The key issue is that this is a constructive problem. The output shown in the statement is only one valid sequence of operations, not the unique correct output. Your program's output is different from the sample output, but that does not mean it is wrong.

CF 1430G - Yet Another DAG Problem

Rating: 2600
Tags: bitmasks, dfs and similar, dp, flows, graphs, math
Solve time: 2m 40s
Verified: no

Solution

The key issue is that this is a constructive problem. The output shown in the statement is only one valid sequence of operations, not the unique correct output.

Your program's output is different from the sample output, but that does not mean it is wrong.

For Codeforces 1439A2, the judge checks:

  1. The number of operations does not exceed the allowed limit.
  2. Every printed operation is valid.
  3. After applying all operations, the table becomes all zeros.

The judge does not compare your output text against the sample output.

Looking at your output:

  • Test case 1 uses 1 operation instead of the sample's 1 operation. That's fine.
  • Test case 2 uses 6 operations instead of the sample's 2 operations. That's still fine if the final table becomes all zeros.
  • Test case 3 uses 10 operations instead of the sample's 4 operations. Also fine.
  • Test case 4 uses 14 operations instead of the sample's 4 operations. Also fine.
  • Test case 5 uses 2 operations, matching the sample count but with different moves.

Nothing in the problem requires matching the sample operations.

The real bug is almost certainly in the test harness, not in the algorithm. A common mistake is something like:

assert run(sample_input) == sample_output

which is invalid for constructive problems.
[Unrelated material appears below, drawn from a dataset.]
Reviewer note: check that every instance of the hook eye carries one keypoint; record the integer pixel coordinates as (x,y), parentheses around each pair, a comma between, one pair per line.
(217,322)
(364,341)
Instead, the checker must:

1. Parse the produced operations.
2. Verify each operation is legal.
3. Apply the operations to the original table.
4. Verify the resulting table contains only zeros.
5. Verify the number of operations is <= n*m.

Without the original solution code, there is no evidence that the algorithm itself is incorrect. The output you posted looks exactly like the kind of alternative valid output that accepted solutions commonly produce for this problem.

So the diagnosis is:

  • The algorithm is not shown to be wrong.
  • Comparing against the sample output is wrong.
  • Constructive problems require a validator, not an exact-output assertion.

If you provide the actual Python source code, I can inspect it and determine whether it truly violates the problem requirements or whether the only issue is the incorrect test methodology.